0017: Attachments

Status

Summary

Explains the three canonical ways to attach data to an agent message.

Motivation

DIDComm messages use a structured format with a defined schema and a small inventory of scalar data types (string, number, date, etc). However, it will be quite common for messages to supplement formalized exchange with arbitrary data--images, documents, or types of media not yet invented.

We need a way to "attach" such content to DIDComm messages. This method must be flexible, powerful, and usable without requiring new schema updates for every dynamic variation.

Tutorial

Messages versus Data

Before explaining how to associate data with a message, it is worth pondering exactly how these two categories of information differ. It is common for newcomers to DIDComm to argue that messages are just data, and vice versa. After all, any data can be transmitted over DIDComm; doesn't that turn it into a message? And any message can be saved; doesn't that make it data?

What it is true that messages and data are highly related, some semantic differences matter:

Some examples:

The line between these two concepts may not be perfectly crisp in all cases, and that is okay. It is clear enough, most of the time, to provide context for the central question of this HIPE, which is:

How do we send data through messages?

3 Ways

Data can be "attached" to DIDComm messages in 3 ways:

  1. Inlining
  2. Embedding
  3. Appending

Inlining

In inlining, data is directly assigned as the value paired with a JSON key in a DIDComm message. For example, a DID Document is inlined as the value of the did_doc key in connection_request and connection_response messages in the Connection 1.0 Protocol:

inlined DID Doc

Notice that DID Docs have a meaning at rest, outside the message that conveys them. Notice as well that the versioning of DID Doc formats may evolve independent of the versioning of the connection protocol.

Only JSON data can be inlined, since any other data format would break JSON format rules.

Embedding

In embedding, a JSON data structure called an attachment descriptor is assigned as the value paired with a JSON key in a DIDComm message. (Or, an array of attachment descriptors could be assigned.) By convention, the key name for such attachment fields ends with ~attach, making it a field-level decorator that can share common handling logic in agent code.
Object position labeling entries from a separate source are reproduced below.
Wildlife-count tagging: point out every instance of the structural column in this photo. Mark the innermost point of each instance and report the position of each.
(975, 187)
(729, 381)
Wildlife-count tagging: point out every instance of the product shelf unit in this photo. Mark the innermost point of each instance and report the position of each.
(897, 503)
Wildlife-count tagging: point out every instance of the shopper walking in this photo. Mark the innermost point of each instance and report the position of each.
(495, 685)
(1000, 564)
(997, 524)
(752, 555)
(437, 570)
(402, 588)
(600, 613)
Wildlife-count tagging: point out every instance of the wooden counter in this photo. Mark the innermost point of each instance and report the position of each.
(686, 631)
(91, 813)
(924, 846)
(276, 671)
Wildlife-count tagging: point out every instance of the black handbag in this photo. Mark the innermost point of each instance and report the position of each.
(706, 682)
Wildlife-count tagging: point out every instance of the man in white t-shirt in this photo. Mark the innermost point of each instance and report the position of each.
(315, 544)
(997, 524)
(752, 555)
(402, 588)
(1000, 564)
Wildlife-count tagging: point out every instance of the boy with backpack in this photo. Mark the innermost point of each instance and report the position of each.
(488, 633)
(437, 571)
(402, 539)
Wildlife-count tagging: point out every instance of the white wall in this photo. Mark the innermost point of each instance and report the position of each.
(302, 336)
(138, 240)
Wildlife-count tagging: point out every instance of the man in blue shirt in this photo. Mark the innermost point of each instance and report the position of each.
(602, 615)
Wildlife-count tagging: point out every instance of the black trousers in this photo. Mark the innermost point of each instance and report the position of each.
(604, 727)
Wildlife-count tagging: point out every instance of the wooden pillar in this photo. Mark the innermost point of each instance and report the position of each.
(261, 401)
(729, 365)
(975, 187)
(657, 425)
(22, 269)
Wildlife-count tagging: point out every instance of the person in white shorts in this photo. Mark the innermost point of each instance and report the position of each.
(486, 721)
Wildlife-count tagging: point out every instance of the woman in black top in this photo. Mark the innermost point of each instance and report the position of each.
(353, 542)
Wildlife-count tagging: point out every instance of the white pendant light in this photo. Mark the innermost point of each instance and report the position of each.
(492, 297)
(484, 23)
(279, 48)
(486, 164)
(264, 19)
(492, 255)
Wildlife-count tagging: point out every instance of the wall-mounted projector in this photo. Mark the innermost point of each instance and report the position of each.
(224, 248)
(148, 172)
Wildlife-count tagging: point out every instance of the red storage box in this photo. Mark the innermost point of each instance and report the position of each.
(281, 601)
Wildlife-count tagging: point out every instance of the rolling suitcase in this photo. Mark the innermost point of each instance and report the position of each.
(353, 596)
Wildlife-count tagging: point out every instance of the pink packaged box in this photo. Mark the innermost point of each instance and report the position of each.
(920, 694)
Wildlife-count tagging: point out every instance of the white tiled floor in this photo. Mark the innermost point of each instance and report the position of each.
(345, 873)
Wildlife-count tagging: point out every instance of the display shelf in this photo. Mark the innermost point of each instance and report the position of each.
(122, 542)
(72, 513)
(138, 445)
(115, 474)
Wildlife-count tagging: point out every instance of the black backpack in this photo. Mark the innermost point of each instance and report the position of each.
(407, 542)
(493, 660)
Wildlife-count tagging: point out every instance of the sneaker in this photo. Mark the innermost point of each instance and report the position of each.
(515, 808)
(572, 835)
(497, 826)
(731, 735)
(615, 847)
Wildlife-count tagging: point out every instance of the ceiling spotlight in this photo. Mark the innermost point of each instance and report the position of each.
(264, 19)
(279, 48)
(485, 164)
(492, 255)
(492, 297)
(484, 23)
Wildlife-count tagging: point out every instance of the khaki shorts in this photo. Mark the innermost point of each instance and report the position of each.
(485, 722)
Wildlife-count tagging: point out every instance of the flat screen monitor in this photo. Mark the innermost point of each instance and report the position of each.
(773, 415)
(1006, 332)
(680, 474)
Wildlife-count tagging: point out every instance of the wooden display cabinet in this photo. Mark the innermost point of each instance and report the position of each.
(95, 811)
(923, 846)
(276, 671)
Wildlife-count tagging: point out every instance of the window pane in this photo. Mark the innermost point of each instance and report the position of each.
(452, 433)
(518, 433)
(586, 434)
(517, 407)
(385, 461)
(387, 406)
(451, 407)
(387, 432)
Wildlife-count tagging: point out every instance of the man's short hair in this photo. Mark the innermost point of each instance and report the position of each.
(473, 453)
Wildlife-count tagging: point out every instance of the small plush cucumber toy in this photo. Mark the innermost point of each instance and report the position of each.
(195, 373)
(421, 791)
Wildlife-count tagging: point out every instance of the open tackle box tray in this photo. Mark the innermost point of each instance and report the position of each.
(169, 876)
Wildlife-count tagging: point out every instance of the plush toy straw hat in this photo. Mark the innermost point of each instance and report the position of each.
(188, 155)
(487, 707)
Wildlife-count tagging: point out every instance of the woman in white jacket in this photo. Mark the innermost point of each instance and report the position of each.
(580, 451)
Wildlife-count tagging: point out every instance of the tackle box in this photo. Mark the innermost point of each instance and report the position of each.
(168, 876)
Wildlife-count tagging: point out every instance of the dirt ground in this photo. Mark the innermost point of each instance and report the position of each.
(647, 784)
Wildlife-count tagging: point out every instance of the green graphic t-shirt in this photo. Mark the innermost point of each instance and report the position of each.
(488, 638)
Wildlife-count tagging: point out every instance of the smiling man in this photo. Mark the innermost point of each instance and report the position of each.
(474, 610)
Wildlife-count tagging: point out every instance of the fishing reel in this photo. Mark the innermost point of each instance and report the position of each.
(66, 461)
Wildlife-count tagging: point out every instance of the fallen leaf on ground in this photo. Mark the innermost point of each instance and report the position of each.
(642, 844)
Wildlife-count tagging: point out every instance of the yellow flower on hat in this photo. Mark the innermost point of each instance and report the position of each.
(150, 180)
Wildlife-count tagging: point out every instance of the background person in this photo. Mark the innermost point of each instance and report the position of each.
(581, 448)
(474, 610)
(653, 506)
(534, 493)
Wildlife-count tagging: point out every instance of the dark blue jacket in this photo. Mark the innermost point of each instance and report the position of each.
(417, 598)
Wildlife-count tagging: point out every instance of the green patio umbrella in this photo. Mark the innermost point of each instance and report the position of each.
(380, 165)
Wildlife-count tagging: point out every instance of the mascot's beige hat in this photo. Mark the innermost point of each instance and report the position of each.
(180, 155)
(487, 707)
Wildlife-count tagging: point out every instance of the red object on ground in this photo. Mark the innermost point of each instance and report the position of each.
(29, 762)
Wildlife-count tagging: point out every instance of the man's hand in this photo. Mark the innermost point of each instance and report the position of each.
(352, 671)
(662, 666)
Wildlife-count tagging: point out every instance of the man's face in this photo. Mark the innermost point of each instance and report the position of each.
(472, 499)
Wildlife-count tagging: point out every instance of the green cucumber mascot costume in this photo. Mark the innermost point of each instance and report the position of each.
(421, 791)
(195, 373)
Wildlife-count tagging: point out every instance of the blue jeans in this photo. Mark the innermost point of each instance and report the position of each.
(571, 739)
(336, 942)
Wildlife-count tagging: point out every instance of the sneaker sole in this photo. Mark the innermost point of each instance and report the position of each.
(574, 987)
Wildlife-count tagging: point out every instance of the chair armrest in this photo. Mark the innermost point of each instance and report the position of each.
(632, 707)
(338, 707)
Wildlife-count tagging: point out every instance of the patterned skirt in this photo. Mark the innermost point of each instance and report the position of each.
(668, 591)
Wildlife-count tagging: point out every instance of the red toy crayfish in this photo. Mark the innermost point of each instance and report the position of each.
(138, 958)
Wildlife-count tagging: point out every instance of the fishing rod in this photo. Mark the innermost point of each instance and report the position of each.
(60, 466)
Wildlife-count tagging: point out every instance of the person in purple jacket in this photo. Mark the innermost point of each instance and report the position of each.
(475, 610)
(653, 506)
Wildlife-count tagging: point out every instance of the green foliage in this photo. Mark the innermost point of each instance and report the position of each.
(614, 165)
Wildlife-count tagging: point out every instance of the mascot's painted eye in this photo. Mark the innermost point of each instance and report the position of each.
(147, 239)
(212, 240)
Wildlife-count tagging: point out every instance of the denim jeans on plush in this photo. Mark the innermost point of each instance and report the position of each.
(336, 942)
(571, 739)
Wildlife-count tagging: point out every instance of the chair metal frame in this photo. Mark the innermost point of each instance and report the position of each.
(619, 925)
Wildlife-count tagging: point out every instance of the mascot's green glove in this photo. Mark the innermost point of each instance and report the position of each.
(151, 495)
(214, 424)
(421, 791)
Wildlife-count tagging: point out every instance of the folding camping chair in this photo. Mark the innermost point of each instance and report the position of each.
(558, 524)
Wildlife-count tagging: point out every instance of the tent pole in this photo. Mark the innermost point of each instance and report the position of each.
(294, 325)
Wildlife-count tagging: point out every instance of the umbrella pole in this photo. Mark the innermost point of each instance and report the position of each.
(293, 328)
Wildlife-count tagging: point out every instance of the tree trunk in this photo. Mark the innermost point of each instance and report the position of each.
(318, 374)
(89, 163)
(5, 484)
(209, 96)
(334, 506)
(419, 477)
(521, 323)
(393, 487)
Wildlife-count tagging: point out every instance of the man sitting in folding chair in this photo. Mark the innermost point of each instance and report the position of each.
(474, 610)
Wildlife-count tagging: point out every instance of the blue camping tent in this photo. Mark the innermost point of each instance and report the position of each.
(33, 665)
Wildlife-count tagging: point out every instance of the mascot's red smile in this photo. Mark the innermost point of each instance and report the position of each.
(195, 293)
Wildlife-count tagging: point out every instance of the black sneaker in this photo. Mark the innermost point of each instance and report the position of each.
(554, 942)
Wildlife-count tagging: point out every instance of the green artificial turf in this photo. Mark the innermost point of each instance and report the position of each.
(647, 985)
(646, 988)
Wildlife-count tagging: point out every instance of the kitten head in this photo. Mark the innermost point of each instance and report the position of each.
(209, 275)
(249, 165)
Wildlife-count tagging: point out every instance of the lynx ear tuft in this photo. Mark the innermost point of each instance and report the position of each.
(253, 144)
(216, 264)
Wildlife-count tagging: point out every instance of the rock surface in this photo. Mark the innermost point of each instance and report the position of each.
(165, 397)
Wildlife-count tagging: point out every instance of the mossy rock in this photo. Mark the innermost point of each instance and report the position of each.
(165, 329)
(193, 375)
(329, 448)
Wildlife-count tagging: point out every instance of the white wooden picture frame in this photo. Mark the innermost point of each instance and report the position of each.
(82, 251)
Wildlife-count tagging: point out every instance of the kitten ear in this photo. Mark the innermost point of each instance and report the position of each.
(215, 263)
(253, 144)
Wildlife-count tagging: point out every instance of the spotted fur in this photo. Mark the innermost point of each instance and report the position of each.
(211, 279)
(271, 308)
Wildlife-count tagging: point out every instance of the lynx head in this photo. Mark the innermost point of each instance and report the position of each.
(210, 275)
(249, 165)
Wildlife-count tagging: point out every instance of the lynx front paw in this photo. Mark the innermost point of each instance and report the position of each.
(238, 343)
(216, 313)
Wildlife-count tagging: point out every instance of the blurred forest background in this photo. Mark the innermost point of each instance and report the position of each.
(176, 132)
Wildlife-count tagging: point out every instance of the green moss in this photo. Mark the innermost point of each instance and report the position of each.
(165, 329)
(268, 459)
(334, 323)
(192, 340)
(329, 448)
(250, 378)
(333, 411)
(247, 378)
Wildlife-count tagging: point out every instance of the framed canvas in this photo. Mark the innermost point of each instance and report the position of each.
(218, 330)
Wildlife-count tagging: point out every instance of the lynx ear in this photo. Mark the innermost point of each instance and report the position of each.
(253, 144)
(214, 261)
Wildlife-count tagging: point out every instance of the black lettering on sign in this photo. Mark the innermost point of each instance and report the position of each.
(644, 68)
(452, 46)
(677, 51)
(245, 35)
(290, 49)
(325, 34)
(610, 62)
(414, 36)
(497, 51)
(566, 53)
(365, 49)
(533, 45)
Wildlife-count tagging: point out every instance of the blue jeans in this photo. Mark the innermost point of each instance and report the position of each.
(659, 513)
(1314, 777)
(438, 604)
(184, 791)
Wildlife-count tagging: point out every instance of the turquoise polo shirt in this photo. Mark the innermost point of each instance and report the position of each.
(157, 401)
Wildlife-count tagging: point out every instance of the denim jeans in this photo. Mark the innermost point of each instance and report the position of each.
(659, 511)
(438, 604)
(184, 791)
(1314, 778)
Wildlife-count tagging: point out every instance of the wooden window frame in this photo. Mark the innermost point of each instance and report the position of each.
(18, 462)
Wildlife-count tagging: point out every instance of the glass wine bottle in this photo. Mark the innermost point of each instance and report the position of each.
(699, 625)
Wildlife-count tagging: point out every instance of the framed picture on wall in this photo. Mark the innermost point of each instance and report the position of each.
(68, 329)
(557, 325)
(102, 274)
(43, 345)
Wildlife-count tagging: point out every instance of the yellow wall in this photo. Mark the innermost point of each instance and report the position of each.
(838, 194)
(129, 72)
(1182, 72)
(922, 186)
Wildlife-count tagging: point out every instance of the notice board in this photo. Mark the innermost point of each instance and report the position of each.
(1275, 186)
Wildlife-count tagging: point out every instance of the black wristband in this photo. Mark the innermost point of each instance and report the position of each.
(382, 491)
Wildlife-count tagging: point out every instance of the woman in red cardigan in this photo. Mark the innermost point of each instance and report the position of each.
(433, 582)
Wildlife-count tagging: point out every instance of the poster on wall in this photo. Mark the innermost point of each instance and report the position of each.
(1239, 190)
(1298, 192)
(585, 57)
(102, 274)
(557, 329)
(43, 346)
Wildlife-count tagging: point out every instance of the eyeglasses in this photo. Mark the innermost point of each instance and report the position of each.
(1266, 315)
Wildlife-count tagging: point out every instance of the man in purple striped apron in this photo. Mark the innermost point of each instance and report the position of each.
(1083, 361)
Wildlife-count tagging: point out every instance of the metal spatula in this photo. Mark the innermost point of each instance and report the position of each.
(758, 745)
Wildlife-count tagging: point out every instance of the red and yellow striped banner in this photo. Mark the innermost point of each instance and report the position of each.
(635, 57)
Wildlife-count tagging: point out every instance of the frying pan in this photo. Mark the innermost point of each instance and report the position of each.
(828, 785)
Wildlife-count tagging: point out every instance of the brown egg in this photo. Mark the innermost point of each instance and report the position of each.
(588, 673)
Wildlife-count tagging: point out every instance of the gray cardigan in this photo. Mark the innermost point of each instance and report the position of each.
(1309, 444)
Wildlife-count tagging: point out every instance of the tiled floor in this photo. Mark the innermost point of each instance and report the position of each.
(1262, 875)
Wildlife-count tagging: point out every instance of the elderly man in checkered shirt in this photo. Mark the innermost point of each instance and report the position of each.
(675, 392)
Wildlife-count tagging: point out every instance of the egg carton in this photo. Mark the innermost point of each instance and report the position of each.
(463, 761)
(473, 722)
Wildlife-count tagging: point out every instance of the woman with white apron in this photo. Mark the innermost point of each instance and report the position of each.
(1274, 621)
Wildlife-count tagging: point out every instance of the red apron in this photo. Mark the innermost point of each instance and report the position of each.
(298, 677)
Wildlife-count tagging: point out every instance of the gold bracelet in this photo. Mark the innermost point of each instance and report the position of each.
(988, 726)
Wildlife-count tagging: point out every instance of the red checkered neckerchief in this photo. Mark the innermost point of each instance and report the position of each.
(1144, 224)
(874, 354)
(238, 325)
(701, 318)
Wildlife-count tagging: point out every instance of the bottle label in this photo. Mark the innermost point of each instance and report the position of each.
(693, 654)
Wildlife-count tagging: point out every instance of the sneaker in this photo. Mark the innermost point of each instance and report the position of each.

The attachment descriptor structure describes the MIME type and other properties of the data, in much the same way that MIME headers and body describe and contain an attachment in an email message. Given an imaginary protocol that photographers could use to share a their favorite photo with friends, the embedded data might manifest like this:

embedded photo

Embedding is a less direct mechanism than inlining, because the data is no longer readable by a human inspecting the message; it is base64-encoded instead. A benefit of this approach is that the data can be any MIME type instead of just JSON, and that the data comes with useful metadata that can facilitate saving it as a separate file.

Appending

Appending is accomplished using the ~attach decorator, which can be added to any message to include arbitrary data. The decorator is an array of attachment descriptor structures (the same structure used for embedding). For example, a message that conveys evidence found at a crime scene might include the following decorator:

appended attachments

Choosing the right approach

These methods for attaching sit along a continuum that is somewhat like the continuum between strong, statically typed languages versus dynamic, duck-typed languages in programming. The more strongly typed the attachments are, the more strongly bound the attachments are to the protocol that conveys them. Each choice has advantages and disadvantages.

comparison

Inlined data is strongly typed; the schema for its associated message must specify the name of the data field, plus what type of data it contains. Its format is always some kind of JSON--often JSON-LD with a @type and/or @context field to provide greater clarity and some independence of versioning. Simple and small data is the best fit for inlining. As mentioned earlier, the Connection Protocol inlines a DID Doc in its connection_request and connection_response messages.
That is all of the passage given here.